RE: EME Initialization Data Correlation

Hi!

I will first try to lay out my interpretation of the current EME draft and how it applies to this scenario, then offer some proposals for improvement.

The core question in this case appears to be what exactly should trigger a license request. EME provides us some mechanisms:

·         HTMLMediaElement.encrypted event is raised when Initialization Data is encountered in the stream.

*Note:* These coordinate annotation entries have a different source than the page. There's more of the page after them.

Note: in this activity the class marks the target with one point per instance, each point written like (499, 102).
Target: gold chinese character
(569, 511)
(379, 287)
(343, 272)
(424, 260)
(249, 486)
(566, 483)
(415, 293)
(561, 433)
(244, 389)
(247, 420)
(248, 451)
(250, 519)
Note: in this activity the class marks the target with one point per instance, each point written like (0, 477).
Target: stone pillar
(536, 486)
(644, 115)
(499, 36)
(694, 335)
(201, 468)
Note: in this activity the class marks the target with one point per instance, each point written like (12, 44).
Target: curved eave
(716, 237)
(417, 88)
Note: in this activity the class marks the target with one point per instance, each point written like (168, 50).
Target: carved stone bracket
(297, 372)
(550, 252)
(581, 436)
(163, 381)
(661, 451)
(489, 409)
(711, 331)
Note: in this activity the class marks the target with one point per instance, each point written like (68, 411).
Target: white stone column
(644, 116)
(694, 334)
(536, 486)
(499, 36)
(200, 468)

·         MediaKeySession.keyStatuses provides information about keys known to the CDM.

·         MediaKeySession.generateRequest() enables the application to trigger a license request based on Initialization Data.

The application can use keyStatuses to determine whether a license request is needed, thus avoiding any potential unnecessary (and potentially failing) requests. Assuming it is even implemented (I seem to recall it being a recent addition).

However, there does appear to be one significant factor missing: nothing actually ensures that the application is informed of what keys are required to play back the content. Certainly, we cannot assume that the application is able to parse Initialization Data. The only real alternative that currently exists is to assume that we are dealing with DASH and that there is a ContentProtection element of the mp4protection type that provides a default_KID attribute.

This assumption seems like a stretch and nothing really mandates that the information is really present. Furthermore, if multiple keys are needed then one would need to correlate which key goes with which Initialization Data and woah, that is going down a very slippery slope. The application should deal with business logic, not with DRM details.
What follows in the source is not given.